I started this blog five years ago, in January 2013. At the time, I lived in Bloomington, Indiana and was in the middle of my fifth year of grad school. I had started working on a new project with a new advisor in my fourth year – not exactly a highly recommended approach to finishing a Ph.D. – and I wanted a place to write about what I was working on. I hadn’t managed to get any papers about my project accepted yet, but they couldn’t stop me from blogging, dammit.

At first, I wrote lots of posts about my dissertation work. I eventually managed to publish, graduate, and get a job, and since then, I’ve continued to use this blog to write about whatever I’m thinking or learning about: distributed computing, domain-specific languages, verification, machine learning, and lots of other things. I’ve also advertised conferences and workshops that I’ve been involved with; told debugging stories; and dispensed advice. Inevitably, the personal and the professional intersect.

This blog doesn’t have anywhere near the huge following of folks like Dan Luu or Julia Evans, but I’ve been fortunate to have picked up a few readers who enjoy it and who I hear from often. I think that part of the blog’s success comes from the fact that I make myself post regularly. I committed to writing two posts a month when I started the blog, and although that means that some of the posts end up being “filler”, I think the benefits outweigh the drawbacks. Having the end of the month looming is often the nudge that I need to finally finish and post things that otherwise would have lingered unpublished for a long time.

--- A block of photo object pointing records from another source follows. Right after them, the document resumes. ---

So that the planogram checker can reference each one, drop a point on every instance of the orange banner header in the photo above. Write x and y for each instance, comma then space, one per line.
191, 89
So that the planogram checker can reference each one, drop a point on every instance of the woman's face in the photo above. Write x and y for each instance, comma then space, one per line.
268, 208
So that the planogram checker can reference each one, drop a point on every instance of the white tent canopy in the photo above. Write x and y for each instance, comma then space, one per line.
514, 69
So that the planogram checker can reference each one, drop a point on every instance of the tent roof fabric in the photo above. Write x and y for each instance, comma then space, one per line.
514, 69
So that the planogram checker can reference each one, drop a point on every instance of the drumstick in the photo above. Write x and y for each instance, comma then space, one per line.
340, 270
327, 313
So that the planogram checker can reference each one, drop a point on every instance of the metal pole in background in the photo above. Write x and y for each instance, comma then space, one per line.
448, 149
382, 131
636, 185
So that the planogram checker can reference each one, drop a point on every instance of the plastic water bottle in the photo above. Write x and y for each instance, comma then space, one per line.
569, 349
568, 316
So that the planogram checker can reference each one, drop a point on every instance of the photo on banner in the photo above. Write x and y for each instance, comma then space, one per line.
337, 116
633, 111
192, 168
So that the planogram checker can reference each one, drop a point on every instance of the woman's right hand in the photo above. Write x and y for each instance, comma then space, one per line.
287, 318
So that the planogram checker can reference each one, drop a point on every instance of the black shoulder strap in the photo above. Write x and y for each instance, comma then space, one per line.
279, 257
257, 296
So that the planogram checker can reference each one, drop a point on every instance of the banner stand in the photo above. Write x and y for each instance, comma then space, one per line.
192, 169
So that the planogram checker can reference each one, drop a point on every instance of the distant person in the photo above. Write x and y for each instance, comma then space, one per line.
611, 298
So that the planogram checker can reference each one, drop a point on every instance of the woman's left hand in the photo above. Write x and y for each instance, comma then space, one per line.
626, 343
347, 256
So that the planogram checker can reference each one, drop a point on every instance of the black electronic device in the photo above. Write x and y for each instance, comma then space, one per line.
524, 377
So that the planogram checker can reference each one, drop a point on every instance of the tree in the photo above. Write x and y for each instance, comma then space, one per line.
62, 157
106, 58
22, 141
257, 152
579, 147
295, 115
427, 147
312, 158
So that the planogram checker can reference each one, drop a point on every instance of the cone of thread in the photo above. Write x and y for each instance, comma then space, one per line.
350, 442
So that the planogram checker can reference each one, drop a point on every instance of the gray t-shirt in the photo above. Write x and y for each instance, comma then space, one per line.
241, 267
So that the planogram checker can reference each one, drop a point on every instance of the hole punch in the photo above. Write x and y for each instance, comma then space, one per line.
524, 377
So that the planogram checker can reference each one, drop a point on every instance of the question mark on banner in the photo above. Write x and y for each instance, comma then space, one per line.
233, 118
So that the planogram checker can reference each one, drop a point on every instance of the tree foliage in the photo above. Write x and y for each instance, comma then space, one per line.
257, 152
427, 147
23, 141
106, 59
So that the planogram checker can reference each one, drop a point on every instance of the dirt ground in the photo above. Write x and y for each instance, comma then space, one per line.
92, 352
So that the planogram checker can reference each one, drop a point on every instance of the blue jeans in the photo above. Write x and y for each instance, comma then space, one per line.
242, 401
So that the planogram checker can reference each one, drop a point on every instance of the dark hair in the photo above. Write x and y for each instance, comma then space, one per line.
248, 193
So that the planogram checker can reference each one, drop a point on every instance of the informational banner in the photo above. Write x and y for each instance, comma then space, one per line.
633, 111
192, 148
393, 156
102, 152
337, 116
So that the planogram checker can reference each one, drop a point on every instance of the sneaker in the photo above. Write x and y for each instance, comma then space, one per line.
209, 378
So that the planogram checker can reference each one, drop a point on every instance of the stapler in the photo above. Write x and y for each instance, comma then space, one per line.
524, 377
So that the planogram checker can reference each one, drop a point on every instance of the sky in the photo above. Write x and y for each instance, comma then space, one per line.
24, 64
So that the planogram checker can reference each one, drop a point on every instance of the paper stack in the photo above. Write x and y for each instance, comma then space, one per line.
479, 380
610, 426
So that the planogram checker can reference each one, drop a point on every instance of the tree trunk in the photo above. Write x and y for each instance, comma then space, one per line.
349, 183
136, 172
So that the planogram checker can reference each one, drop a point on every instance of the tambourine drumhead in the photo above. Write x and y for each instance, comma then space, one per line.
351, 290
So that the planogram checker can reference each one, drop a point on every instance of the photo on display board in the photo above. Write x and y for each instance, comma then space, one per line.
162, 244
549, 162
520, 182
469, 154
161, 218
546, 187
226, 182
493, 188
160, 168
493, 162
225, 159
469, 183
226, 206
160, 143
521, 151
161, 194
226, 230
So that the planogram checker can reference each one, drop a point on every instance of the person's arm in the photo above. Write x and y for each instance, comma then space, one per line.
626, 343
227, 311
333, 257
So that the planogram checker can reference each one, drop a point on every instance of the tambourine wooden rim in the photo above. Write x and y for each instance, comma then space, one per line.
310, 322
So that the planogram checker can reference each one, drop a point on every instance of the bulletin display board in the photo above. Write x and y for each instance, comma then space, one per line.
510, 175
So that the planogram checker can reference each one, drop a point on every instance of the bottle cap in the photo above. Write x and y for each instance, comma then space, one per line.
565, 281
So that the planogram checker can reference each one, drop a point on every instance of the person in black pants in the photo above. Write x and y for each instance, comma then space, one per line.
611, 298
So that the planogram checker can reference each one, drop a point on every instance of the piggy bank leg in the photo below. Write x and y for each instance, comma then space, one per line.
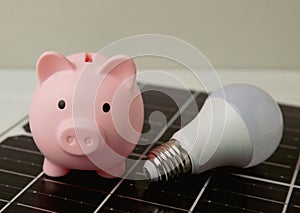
116, 171
54, 170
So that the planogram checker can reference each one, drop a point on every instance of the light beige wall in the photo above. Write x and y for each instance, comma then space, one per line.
231, 33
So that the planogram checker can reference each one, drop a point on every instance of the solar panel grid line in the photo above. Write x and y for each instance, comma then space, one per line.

At least, that’s how it works sometimes. Too often, though, I let a month go by without posting and then have to backdate posts to the previous month in order to keep up. This has been a problem for some time, but after my daughter was born last July, it got much worse. My posts “What do people mean when they say ‘transpiler’?” and “My first fifteen compilers” were both dated July, but they were actually published in August and September, and I’m sure I wouldn’t have even managed that if I hadn’t already had drafts of both of them started before Sylvia was born.

My two August-dated posts went up in September. When I went back to work full-time in mid-October, the schedule slipped even further, and my September-dated posts didn’t go up until November. By the time December came around, I had six posts to finish for the year; with effort, I managed to crank them all out by January 10. And now it’s the end of the month again, and, predictably, I’m behind.

I’m proud to have made it five years at the twice-a-month pace, but it’s become clear that it’s not a sustainable pace for me anymore. So in 2018, I’m going to try changing my pace of posting to once a month, and seeing how that goes. Once a month seems like something that I can manage. I’m already feeling relieved about this decision. Instead of dreading having to backdate posts for January, I’m excited to write about my colleagues’ and my SysML submission for February. That’s the way that blogging should feel – like fun, not a burden!

Now that I’ve made this decision, I’m realizing that my old posting schedule was causing me to make bad decisions and engage in false economies: at one point, I even remember thinking, “I should agree to serve on the so-and-so program committee, because that means I can write a post about its call for papers, and that’ll take care of one of the posts I need to write this month!” (I said no to that PC invitation, but the fact that I was even tempted to say yes just to get a blog post out of it meant that there was something wrong with how much I was expecting myself to blog.)

Why not do away with this quota system altogether and just blog if and when I feel like it? Looking back on the posts that I’m happy with from over the last five years, I’m certain that a lot of them would never have been published if it hadn’t been for deadline pressure. An example is “Using the simplex algorithm for SMT solving”, which was one of those posts I cranked out in December when I was under the gun to finish a bunch of posts by the end of the year. It was a draft I’d had half-finished for a long time; I was writing about something that I had found interesting, but I wasn’t sure if I was really explaining things properly or if it would be interesting to anyone else. But the deadline meant that I couldn’t afford not to finish up and post it, and when I did, the reaction I got was quite positive! So, I really do think a bit of deadline pressure is good for me. The trick is to have a sustainable amount of deadline pressure, and not so much that I can’t keep up.